Oui, la vapeur peut être sèche !

Quand on vous dit « vapeur », vous pensez sans doute humidité. Mais la vapeur peut être sèche, et c’est dans ce paradoxe que réside la prouesse technologique du NVS Vapodil.
Des explications ?

Lorsqu’on chauffe de l’eau et que l’on atteint la température d’ébullition (100°C à pression normale), l’eau passe de l’état liquide à l’état gazeux : elle se transforme en vapeur.

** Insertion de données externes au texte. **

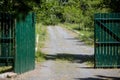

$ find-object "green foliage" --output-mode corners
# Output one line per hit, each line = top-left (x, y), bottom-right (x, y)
(0, 0), (40, 17)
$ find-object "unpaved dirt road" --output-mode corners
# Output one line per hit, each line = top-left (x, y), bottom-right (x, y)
(15, 26), (120, 80)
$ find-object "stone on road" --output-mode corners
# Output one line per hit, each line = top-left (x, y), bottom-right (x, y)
(15, 26), (120, 80)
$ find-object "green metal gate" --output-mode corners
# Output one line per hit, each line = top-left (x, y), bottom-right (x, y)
(14, 13), (35, 73)
(95, 13), (120, 67)
(0, 13), (35, 73)
(0, 13), (15, 66)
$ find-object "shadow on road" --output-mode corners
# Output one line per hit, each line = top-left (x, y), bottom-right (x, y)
(75, 75), (120, 80)
(45, 53), (94, 63)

Il suffit que cette vapeur se refroidisse un peu pour qu’une partie des molécules d’eau se condensent. Elles forment alors des gouttelettes qui restent dispersées dans la vapeur : c’est ce qu’on appelle de la vapeur humide.

Pour bien comprendre, prenez l’exemple d’une bouilloire. Grâce à la chaleur transmise par l’élément chauffant, la température de l’eau augmente : l’eau absorbe progressivement la chaleur, les molécules H2O s’agitent, et l’eau commence à bouillir.

Une fois qu’une quantité suffisante d’énergie a été absorbée, une partie des molécules se vaporise. La buée que vous voyez sortir du bec de la bouilloire est le signe d’une perte de chaleur : la vapeur d’eau sèche perd une partie de son énergie lorsqu’elle entre en contact avec l’air ambiant, plus froid. Elle devient alors de la vapeur humide puisqu’elle comprend un mélange d’eau à l’état liquide (les fines gouttelettes) et à l’état gazeux (la vapeur).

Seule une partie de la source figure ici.